MDS Journaling

CephFS Metadata Pool

CephFS uses a separate (metadata) pool for managing file metadata (inodes and dentries) in a Ceph File System. The metadata pool has all the information about files in a Ceph File System including the File System hierarchy. Additionally, CephFS maintains meta information related to other entities in a file system such as file system journals, open file table, session map, etc.

This document describes how Ceph Metadata Servers use and rely on journaling.

CephFS MDS Journaling

CephFS metadata servers stream a journal of metadata events into RADOS in the metadata pool prior to executing a file system operation. Active MDS daemon(s) manage metadata for files and directories in CephFS.

CephFS uses journaling for couple of reasons:

  1. Consistency: On an MDS failover, the journal events can be replayed to reach a consistent file system state. Also, metadata operations that require multiple updates to the backing store need to be journaled for crash consistency (along with other consistency mechanisms such as locking, etc..).

  2. Performance: Journal updates are (mostly) sequential, hence updates to journals are fast. Furthermore, updates can be batched into single write, thereby saving disk seek time involved in updates to different parts of a file. Having a large journal also helps a standby MDS to warm its cache which helps indirectly during MDS failover.

Each active metadata server maintains its own journal in the metadata pool. Journals are striped over multiple objects. Journal entries which are not required (deemed as old) are trimmed by the metadata server.

Journal Events

Apart from journaling file system metadata updates, CephFS journals various other events such as client session info and directory import/export state to name a few. These events are used by the metadata sever to reestablish correct state as required, e.g., Ceph MDS tries to reconnect clients on restart when journal events get replayed and a specific event type in the journal specifies that a client entity type has a session with the MDS before it was restarted.

To examine the list of such events recorded in the journal, CephFS provides a command line utility cephfs-journal-tool which can be used as follows:

cephfs-journal-tool --rank=<fs>:<rank> event get list

cephfs-journal-tool is also used to discover and repair a damaged Ceph File System. (See cephfs-journal-tool for more details)

Journal Event Types

Following are various event types that are journaled by the MDS.

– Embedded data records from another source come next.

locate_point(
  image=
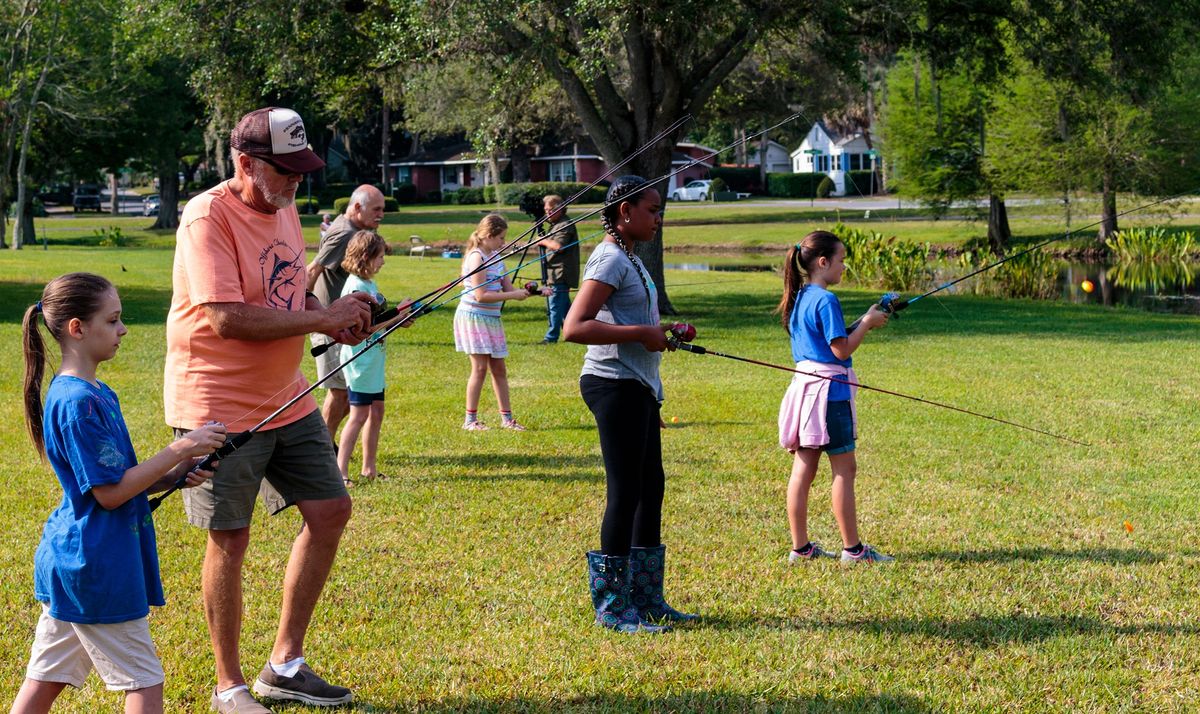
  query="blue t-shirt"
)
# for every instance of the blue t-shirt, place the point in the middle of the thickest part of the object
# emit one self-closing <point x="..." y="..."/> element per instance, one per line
<point x="630" y="304"/>
<point x="365" y="375"/>
<point x="816" y="321"/>
<point x="94" y="565"/>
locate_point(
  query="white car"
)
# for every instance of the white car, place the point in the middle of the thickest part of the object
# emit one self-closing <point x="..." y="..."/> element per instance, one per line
<point x="697" y="190"/>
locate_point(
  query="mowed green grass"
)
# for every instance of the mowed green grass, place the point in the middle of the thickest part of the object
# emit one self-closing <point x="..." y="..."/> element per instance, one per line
<point x="461" y="585"/>
<point x="766" y="226"/>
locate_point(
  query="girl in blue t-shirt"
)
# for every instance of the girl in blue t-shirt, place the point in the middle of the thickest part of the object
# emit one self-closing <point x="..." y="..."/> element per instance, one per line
<point x="365" y="378"/>
<point x="817" y="413"/>
<point x="96" y="569"/>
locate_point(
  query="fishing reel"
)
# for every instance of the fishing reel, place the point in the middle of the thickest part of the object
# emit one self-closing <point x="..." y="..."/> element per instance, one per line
<point x="891" y="304"/>
<point x="682" y="334"/>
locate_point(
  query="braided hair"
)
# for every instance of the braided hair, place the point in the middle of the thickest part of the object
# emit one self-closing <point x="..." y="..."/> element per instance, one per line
<point x="635" y="189"/>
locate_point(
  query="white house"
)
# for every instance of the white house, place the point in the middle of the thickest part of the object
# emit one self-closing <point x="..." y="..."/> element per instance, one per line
<point x="827" y="153"/>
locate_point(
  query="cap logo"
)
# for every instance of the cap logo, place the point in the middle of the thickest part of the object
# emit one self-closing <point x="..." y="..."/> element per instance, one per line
<point x="287" y="132"/>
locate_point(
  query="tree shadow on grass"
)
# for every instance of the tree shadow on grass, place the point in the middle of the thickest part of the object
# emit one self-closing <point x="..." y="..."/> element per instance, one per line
<point x="976" y="631"/>
<point x="699" y="701"/>
<point x="1110" y="556"/>
<point x="139" y="305"/>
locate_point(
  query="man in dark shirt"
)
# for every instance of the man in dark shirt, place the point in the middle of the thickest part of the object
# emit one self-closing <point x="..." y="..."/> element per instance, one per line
<point x="327" y="277"/>
<point x="562" y="256"/>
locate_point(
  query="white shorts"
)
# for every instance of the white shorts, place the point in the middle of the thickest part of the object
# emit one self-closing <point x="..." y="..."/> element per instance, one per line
<point x="121" y="653"/>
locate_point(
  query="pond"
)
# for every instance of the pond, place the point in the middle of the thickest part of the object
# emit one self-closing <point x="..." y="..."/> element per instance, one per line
<point x="1159" y="287"/>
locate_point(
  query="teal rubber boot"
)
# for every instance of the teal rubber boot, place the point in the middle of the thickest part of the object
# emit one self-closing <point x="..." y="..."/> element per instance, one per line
<point x="646" y="568"/>
<point x="609" y="581"/>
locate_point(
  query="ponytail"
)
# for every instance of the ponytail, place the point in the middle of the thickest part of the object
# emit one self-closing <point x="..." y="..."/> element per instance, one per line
<point x="35" y="369"/>
<point x="76" y="295"/>
<point x="819" y="244"/>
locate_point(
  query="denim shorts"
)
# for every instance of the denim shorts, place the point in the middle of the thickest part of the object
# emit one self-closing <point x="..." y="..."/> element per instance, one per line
<point x="363" y="399"/>
<point x="840" y="424"/>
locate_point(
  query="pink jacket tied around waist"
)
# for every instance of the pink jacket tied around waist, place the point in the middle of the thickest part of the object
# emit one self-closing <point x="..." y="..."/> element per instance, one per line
<point x="802" y="414"/>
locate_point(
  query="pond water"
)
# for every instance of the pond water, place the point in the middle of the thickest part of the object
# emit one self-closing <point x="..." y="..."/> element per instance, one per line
<point x="1159" y="287"/>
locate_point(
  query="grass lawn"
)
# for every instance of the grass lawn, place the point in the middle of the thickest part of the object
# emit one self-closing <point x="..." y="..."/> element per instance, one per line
<point x="461" y="580"/>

  1. EVENT_COMMITTED: Mark a request (id) as committed.

  2. EVENT_EXPORT: Maps directories to an MDS rank.

  3. EVENT_FRAGMENT: Tracks various stages of directory fragmentation (split/merge).

  4. EVENT_IMPORTSTART: Logged when an MDS rank starts importing directory fragments.

  5. EVENT_IMPORTFINISH: Logged when an MDS rank finishes importing directory fragments.

  6. EVENT_NOOP: No operation event type for skipping over a journal region.

  7. EVENT_OPEN: Tracks which inodes have open file handles.

  8. EVENT_RESETJOURNAL: Used to mark a journal as reset post truncation.

  9. EVENT_SESSION: Tracks open client sessions.

  10. EVENT_SLAVEUPDATE: Logs various stages of an operation that has been forwarded to a (slave) mds.

  11. EVENT_SUBTREEMAP: Map of directory inodes to directory contents (subtree partition).

  12. EVENT_TABLECLIENT: Log transition states of MDSs view of client tables (snap/anchor).

  13. EVENT_TABLESERVER: Log transition states of MDSs view of server tables (snap/anchor).

  14. EVENT_UPDATE: Log file operations on an inode.